Is this discussion taking place inside the corporate halls of traditional real estate? If not, it should be. Traditional real estate destinations, Realtors and brokers — the prototypical trusted sources in their category — continue to be pushed to the sidelines in favor of more transparent, simple online offerings that are gaining more trust with the consumer.

We all know this is happening by virtue of decreased traffic, decreased Web rankings and the onslaught of media coverage and consumer commentary. Rather than addressing this issue head on, many in real estate respond with puffery. Others respond by freaking out, bailing completely, burying their heads in the sand or standing firm and choosing not to change at all.

Shot full of holes

Over the past decade, real estate chose not to adapt to consumer needs fast enough. It focused on limiting information, “capturing” consumers instead of building a willing online community, and not being succinct in what it stood for and what it really delivered. It strayed from being simple and transparent — the cornerstone of building trust.

Compounding the problem are the ham-handed responses to the scrutiny currently directed at commissions, itself largely the bi-product of the industry’s own broken brand promises, army of undertrained real estate practitioners, and near-universal failure to convincingly explain what “full service” really means. Spin-doctors continue to sell the “full service” versus discount or FSBO story, but consumers are no longer buying it.

The basis of the old “full-service” argument — “a Realtor will always get you more for your home” — was shot full of holes last week in the New York Times. (See Inman News story, “FSBOs do better than agent listings in Wisconsin town.”) Whether the findings described by the Times are accurate or meaningful nationally is really irrelevant at this point. The battle for the hearts and minds of consumers is over. The NY Times (or “60 Minutes” in its segment on real estate last month) trumped the National Association of Realtors, the “Voice for Real Estate,” as the trusted source.

What does that tell you? It tells me real estate is out of touch with two things: what its core value proposition really is, and what it’s going to do to get consumers to recognize it.

The smoking gun

The rhetorical bullets our industry is shooting are bouncing off the walls and ricocheting back onto itself. The hooks upon which Realtors hang their “full-service” hat may actually be degrading their value. Is manning an open house really full service? Is negotiating deals really a value add? Is driving a homeowner around for weeks to view homes really “full service” worthy of top-end commissions? Could it be that these services, while appreciated by the consumer, may be viewed as menial and not worthy of a high commission? I submit that the services real estate people currently avoid partaking in may very well be elements consumers would gladly pay full commission for. Therein lies real estate’s smoking gun.

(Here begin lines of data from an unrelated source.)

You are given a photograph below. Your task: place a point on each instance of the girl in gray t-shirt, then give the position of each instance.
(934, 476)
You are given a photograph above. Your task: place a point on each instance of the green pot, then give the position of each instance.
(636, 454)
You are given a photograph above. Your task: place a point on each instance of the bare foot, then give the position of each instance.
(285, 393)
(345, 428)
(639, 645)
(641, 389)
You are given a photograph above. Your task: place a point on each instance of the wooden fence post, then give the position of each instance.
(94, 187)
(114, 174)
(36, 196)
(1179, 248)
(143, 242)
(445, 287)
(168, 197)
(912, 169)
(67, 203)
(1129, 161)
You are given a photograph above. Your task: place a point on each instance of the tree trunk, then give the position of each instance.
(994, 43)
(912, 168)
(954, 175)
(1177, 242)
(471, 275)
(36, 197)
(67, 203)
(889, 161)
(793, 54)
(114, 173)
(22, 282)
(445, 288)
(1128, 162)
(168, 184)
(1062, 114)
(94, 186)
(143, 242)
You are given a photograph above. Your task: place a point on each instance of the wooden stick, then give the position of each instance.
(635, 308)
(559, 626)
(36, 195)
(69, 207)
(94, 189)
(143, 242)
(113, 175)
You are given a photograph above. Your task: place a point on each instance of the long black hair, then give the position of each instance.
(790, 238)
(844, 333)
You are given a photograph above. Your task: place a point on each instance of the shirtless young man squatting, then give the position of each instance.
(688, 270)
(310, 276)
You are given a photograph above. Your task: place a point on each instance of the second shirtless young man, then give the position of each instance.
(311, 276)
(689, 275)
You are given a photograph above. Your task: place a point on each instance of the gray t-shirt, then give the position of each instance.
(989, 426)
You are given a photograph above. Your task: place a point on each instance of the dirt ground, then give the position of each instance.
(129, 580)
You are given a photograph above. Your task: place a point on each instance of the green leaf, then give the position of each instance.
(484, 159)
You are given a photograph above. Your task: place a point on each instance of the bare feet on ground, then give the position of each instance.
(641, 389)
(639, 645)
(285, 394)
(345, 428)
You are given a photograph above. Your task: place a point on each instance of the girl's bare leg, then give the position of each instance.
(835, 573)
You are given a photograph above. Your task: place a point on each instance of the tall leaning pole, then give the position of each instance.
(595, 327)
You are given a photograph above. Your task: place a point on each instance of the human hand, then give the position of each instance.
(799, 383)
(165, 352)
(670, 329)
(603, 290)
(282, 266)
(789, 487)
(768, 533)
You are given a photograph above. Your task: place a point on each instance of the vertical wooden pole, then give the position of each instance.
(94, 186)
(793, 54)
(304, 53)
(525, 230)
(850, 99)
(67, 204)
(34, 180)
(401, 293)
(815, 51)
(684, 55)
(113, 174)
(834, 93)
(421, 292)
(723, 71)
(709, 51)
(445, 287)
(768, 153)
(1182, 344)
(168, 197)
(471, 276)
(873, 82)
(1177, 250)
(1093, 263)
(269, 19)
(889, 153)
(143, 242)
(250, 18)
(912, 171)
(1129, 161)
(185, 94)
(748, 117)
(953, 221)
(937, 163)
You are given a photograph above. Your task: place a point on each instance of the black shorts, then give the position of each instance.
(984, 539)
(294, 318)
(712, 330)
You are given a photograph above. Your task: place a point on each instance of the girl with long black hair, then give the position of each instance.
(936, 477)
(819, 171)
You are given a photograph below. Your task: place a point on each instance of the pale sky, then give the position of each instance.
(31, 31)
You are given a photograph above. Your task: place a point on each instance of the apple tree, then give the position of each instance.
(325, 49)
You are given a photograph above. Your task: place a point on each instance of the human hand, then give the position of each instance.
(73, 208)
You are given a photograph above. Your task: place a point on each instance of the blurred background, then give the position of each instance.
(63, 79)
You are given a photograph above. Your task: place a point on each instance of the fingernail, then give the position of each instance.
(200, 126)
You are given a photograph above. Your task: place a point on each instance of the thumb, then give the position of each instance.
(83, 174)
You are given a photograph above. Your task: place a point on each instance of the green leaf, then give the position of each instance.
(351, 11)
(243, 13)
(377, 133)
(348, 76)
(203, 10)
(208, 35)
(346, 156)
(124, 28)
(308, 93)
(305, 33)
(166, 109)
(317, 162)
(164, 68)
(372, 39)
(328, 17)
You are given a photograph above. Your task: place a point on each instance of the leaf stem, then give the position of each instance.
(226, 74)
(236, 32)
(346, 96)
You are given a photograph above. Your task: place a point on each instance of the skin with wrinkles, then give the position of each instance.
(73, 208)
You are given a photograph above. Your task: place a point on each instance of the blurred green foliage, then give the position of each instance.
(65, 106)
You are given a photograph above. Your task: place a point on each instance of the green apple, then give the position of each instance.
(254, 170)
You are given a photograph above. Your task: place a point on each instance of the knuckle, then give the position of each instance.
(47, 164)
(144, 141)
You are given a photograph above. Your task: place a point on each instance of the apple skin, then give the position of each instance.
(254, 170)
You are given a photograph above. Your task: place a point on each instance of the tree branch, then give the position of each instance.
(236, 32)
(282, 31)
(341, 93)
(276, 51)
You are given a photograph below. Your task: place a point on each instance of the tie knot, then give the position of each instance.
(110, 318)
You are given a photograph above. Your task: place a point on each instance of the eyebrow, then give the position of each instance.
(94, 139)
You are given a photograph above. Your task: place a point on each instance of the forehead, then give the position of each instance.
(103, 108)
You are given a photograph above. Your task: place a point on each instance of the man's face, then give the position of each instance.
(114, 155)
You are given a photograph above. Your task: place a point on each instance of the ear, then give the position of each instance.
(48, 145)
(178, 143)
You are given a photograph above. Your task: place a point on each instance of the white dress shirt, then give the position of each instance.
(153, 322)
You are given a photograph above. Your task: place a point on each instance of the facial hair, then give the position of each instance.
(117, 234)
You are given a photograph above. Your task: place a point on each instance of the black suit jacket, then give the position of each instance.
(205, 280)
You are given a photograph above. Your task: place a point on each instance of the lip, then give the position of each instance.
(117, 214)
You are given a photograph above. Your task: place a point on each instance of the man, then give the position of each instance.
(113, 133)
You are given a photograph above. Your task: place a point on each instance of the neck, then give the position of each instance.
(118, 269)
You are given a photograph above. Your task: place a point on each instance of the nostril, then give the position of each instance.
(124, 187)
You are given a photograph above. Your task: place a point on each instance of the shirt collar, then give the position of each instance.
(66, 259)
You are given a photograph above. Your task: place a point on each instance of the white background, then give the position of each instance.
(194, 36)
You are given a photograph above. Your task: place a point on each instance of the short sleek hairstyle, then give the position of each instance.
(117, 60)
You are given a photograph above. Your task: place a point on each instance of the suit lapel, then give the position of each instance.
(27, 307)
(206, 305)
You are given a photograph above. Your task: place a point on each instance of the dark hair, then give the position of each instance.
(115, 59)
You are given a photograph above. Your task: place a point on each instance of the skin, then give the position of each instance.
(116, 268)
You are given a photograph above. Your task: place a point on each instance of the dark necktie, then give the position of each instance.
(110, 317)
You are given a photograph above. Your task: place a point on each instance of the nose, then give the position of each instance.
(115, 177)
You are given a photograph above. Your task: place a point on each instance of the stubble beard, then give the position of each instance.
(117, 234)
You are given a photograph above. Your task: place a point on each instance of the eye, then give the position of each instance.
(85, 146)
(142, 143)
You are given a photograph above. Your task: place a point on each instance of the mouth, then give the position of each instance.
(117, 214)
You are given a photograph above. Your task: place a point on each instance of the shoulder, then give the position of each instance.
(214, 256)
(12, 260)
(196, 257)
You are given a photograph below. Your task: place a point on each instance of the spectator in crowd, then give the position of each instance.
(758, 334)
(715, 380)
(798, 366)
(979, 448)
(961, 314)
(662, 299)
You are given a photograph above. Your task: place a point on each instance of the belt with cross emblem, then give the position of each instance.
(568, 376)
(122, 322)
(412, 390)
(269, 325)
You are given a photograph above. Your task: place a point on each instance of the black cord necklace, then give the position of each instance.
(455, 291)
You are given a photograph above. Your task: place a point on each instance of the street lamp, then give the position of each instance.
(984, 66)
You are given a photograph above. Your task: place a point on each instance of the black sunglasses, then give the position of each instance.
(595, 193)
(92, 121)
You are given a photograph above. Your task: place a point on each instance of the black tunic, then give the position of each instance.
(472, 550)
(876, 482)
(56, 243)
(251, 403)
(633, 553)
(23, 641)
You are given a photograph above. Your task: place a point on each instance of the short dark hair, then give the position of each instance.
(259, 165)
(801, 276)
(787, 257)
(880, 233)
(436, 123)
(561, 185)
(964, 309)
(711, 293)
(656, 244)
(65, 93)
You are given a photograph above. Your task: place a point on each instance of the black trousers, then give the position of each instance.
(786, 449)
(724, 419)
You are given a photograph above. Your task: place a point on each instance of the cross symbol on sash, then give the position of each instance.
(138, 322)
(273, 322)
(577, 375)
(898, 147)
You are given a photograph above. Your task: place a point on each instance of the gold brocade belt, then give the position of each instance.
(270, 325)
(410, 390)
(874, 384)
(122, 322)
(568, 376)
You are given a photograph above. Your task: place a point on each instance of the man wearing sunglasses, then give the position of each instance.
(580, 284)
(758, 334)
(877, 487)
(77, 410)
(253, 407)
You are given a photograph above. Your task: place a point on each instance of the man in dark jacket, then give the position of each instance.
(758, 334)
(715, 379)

The battle over a Realtor’s value has turned bloody as Web users move further away from random searches and instead toward trusted sources. A good medic sometimes has to expose the wound. The antiseptic often stings. Extracting the bullet is painful. But the end result is healing.

In that spirit, I ask the hard question: How will real estate fare on this battleground and can it return to the place they once held as the ultimate trusted source?

The answer will be your silver bullet for tomorrow.